Owen DeLong owen at delong.com
Sun Sep 12 17:50:10 EDT 2021



> On Sep 12, 2021, at 14:02 , Michel Py <michel at arneill-py.sacramento.ca.us> wrote:
> 
>> Owen DeLong wrote :
>> I know you don’t like that answer because for some reason, you prefer the ongoing pain of IPv4 vs. the small short-term pain of deploying IPv6, but there it is.
> 
> What you call short-term is 20 years and counting. I eliminated IPX in one year, and it was the #1 protocol at the time. For the last 20 years, I have heard that IPv6 would become the dominant protocol in 2 years. For the last TWENTY years.

You’re mischaracterizing my statement a bit here.

With regards to pain, anyone forced to maintain IPv4 on a network with any sort of ongoing growth is suffering an ever increasing amount of pain and costs.

OTOH, once you have deployed IPv6 on a similar network, IPv6 is considerably less painful and life would be much better if you could turn off IPv4 at that point.

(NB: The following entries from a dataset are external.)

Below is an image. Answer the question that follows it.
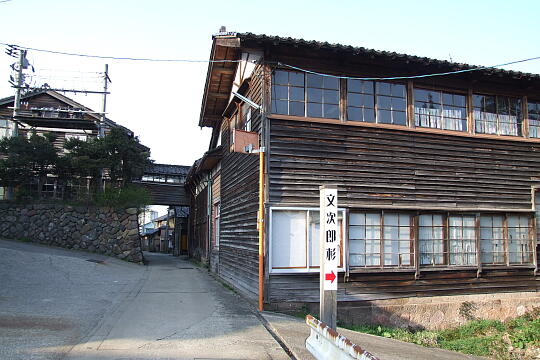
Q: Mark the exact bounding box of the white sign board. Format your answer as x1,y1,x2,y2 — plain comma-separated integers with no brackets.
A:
320,188,339,291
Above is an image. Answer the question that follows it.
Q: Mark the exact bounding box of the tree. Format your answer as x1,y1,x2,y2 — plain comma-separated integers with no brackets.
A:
0,128,151,203
65,128,151,188
0,132,59,198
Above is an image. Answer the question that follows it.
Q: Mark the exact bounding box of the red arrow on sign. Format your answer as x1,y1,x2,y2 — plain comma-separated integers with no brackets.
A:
324,271,336,284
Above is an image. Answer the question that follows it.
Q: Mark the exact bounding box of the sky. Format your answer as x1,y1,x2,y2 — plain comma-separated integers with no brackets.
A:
0,0,540,170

IPv4 is the major source of ongoing pain.

>> I use more. Are you going to claim that my choice not to NAT is somehow invalid?
> 
> In an IPv4 world, yes. It's irresponsible.

That’s sort of like saying that people who bought single-family houses in urban areas should be forced into high density housing because in an urban area, it’s irresponsible to have a single-family house with a yard.

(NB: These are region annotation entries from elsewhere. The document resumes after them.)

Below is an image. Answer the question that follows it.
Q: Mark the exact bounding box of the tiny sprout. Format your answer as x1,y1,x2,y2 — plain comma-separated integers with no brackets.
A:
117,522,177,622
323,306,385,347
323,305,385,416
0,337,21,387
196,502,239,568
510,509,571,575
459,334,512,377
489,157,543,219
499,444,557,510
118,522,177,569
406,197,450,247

I don’t buy the argument in either case.

>> You’ve admitted that there are valid reasons for at least 6 addresses per household.
> 
> No. This setup is a hodge-podge that has no reason to be. In all of my branches all across the USA, I use only one IP and the eight or sixteen that come automatically are wasted. Intentionally.

Even if you consider one address per site, the math still works out that IPv4 comes up short when you combine the number of households with the number of businesses and then add in infrastructure, servers, etc.

>> ISDN was quite widely deployed and, in fact, is still in widespread use, just not for data for the most part.
> 
> Oh ? where ? I did have a few PRIs at $job[-1], but there were local to my closet; the back end was SIP.

There are a LOT of PBXs that interconnect with their ILEC or other Telco via ISDN PRI. VOIP has not completely supplanted it just yet.

> For a variety of reasons, it was easier to communicate with legacy equipment with PRI trunks, but they came out of an Asterisk server; was a lot cheaper to buy a few Quad-PRI PCI express cards than upgrading a legacy system.

In many cases, that’s still true, but instead of bothering with the Asterisk server, they are simply doing PRI with the Telco.